Of course, a goldmine like that was never going to be left uncontested and so today we have WhatsApp and all the other OTT messaging providers. Meanwhile the MNOs have the wizzened carcass of SMS revenues that they now give away for free, should anyone want to bother using SMS rather than any of the better, newer options.
Sure there is RCS and the improvements that could have brought to SMS, but that is a story of stable doors and horses. The race has been run. The prizes awarded. The losers vanquished. The winners victorious.
But this is not a story about SMS per se. It is a story about “super profits”.
SMS or “messaging”, to give it a more generic name, was a case of super profits – huge returns for minimal investment. Entrepreneurs looking to spot the next growth opportunity in communications technology need to be looking for the SPBs – the super profit bubbles.
“Ah”, you say. “There are none. It is too late. They have all been identified”. What rubbish you speak!
Consider, for example, roaming costs, which have been excessive forever – because the MNO stranglehold was unbreakable – well, almost unbreakable. eSIMs changed all that. Now only the rich, the lazy and the uninformed pay exorbitant roaming costs. The rest of us click a few buttons on our smartphones in a magical sequence and “voila”, we have cheap roaming costs.
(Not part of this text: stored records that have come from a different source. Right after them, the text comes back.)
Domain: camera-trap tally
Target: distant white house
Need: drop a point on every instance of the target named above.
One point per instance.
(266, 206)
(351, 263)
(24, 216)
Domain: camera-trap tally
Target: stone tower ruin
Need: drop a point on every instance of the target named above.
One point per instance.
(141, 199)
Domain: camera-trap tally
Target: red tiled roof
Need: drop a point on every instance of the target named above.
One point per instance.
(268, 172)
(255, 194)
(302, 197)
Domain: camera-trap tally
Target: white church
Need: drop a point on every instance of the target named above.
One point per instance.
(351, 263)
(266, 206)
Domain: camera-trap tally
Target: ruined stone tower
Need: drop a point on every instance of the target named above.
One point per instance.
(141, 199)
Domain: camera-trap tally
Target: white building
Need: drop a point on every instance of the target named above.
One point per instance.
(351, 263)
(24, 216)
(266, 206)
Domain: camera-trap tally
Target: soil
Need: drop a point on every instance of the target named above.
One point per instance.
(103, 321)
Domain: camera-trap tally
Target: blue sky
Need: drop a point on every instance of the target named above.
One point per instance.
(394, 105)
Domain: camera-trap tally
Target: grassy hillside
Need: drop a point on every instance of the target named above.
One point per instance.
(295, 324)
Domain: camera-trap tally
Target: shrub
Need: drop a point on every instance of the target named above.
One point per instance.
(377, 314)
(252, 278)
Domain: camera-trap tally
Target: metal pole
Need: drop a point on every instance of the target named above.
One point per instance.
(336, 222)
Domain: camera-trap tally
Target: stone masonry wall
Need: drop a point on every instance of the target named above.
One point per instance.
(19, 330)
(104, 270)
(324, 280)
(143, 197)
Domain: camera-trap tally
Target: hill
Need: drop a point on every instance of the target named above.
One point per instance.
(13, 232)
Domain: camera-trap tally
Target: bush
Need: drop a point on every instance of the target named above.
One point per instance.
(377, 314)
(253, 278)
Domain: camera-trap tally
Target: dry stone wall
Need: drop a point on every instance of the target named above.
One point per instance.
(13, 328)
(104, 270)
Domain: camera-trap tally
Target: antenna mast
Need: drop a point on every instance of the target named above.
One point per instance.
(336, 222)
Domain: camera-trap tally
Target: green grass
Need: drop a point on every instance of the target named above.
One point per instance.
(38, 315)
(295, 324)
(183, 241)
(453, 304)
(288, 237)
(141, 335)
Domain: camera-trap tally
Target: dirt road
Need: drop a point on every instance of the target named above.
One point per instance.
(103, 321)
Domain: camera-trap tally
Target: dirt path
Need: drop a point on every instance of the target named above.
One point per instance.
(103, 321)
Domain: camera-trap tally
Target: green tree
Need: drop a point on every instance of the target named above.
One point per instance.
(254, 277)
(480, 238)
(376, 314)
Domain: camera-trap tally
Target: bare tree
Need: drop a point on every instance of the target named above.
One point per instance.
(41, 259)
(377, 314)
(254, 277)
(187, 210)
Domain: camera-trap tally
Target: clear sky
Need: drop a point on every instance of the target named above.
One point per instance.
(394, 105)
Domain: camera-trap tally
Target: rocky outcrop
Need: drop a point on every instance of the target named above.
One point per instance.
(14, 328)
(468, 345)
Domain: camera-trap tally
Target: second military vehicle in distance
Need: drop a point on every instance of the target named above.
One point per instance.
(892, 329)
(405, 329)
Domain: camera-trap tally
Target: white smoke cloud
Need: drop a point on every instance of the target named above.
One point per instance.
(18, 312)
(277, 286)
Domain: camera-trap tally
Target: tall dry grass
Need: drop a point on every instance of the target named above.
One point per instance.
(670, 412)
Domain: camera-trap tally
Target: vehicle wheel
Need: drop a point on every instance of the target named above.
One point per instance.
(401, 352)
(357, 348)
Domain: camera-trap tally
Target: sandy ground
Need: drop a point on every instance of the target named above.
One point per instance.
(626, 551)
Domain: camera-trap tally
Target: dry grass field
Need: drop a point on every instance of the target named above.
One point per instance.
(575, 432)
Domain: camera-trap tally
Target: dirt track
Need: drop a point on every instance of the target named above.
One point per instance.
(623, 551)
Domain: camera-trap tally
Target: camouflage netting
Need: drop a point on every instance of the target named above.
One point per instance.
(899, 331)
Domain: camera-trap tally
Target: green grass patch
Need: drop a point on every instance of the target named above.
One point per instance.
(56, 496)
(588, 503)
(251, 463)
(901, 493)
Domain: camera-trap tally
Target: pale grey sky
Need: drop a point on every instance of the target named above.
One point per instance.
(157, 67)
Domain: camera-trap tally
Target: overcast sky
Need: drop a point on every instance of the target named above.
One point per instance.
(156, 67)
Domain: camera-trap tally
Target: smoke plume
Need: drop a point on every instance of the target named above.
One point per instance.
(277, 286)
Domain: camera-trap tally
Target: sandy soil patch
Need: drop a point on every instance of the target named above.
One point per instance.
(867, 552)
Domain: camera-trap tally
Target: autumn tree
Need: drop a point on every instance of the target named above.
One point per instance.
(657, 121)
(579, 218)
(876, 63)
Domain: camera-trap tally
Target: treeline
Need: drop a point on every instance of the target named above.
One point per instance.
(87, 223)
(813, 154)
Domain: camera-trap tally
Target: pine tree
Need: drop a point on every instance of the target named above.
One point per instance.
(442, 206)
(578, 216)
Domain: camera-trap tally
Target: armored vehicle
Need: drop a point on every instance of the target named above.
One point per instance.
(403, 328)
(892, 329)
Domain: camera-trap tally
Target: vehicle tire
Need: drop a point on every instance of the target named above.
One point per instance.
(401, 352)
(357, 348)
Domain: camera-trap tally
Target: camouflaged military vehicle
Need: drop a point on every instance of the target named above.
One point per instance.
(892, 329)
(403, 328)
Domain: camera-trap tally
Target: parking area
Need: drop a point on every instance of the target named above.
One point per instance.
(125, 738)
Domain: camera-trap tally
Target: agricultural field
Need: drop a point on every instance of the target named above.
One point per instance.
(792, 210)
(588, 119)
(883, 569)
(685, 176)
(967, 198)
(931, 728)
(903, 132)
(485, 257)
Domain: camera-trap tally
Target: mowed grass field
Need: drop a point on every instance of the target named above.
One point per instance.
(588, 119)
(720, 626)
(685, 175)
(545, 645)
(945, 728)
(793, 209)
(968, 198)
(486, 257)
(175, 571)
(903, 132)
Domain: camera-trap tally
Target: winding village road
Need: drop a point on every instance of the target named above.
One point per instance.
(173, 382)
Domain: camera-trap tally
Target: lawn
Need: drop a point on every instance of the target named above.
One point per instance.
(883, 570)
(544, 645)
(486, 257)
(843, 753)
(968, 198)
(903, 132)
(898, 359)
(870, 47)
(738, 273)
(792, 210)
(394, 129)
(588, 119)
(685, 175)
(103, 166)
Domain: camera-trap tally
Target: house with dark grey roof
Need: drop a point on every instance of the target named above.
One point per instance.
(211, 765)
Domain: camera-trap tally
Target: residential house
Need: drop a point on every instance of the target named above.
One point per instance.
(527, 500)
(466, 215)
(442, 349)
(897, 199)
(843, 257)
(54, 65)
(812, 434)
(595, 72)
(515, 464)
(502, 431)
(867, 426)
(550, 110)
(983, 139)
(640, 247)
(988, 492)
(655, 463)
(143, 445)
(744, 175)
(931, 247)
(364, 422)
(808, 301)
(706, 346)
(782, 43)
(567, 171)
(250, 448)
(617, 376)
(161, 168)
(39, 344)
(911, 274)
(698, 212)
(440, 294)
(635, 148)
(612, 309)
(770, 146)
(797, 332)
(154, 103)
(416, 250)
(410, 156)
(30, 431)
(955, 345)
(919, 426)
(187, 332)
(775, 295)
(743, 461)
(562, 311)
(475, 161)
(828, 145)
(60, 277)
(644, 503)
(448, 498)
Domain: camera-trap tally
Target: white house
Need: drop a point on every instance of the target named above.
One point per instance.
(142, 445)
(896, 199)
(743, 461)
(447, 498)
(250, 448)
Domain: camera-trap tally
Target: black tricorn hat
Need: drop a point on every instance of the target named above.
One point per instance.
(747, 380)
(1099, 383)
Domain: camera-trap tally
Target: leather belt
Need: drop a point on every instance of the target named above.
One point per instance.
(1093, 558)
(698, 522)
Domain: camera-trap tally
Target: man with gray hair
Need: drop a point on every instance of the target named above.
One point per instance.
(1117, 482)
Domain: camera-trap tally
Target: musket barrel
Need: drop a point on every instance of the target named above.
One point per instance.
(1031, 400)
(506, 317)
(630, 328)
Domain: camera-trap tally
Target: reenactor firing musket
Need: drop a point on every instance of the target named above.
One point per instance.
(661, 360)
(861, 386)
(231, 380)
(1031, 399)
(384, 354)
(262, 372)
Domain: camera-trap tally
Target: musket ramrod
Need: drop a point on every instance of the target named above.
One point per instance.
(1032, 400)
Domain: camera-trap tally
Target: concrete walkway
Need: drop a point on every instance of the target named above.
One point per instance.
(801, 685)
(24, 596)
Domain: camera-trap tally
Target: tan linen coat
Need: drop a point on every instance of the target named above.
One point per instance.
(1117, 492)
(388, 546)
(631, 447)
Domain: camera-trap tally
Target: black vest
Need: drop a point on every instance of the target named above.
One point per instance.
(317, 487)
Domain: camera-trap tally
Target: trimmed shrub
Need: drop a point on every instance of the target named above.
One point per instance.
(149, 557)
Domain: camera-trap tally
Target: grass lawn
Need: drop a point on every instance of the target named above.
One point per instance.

This assault on a seam of super-profit gold is creating new companies as we speak, some of which are now growing into giants.
IOT connection revenue is another area being attacked. The MNOs that want to earn the high per-SIM revenues typical of SIMs used by people are experiencing a very nasty shock. Horror of horrors, but some hungry MNOs are meeting the demand for lower prices for IOT use. “Stop!” cry the old guard. “You’re taking value out of the market! Keep the prices high. Exploit our monopoly. Don’t respond to the demand or we might have to work for our huge salaries!” But it is too late. The earthquake is coming, despite the MNOs’ attempted fightback using differential rates and contractual mechanisms.
Other industries are seeing the same thing – often adjacent industries. How many of you reading this now have a Wise card in your wallet? Or a Mondo or one of the others. Those cards target the SPBs (remember that term, the Super Profit Bubbles) that were earned for years by the banks and by the currency exchange providers at airports etc. Many of us will remember back only a few years ago to the huge fees we used to pay for exchanging or sending currency, coupled with the poor exchange rates we used to get if ever we tried to send money abroad. But that SPB has now shrunk and Wise and the others have arrived and grown to impressive size.
So the lesson – look for the SPBs. Don’t assume they are all gone. There are plenty still about in the communications sector. And if you want a hint of where one might be lurking, think about the way data is exchanged at no cost in the fixed internet, but at significant cost in the mobile one.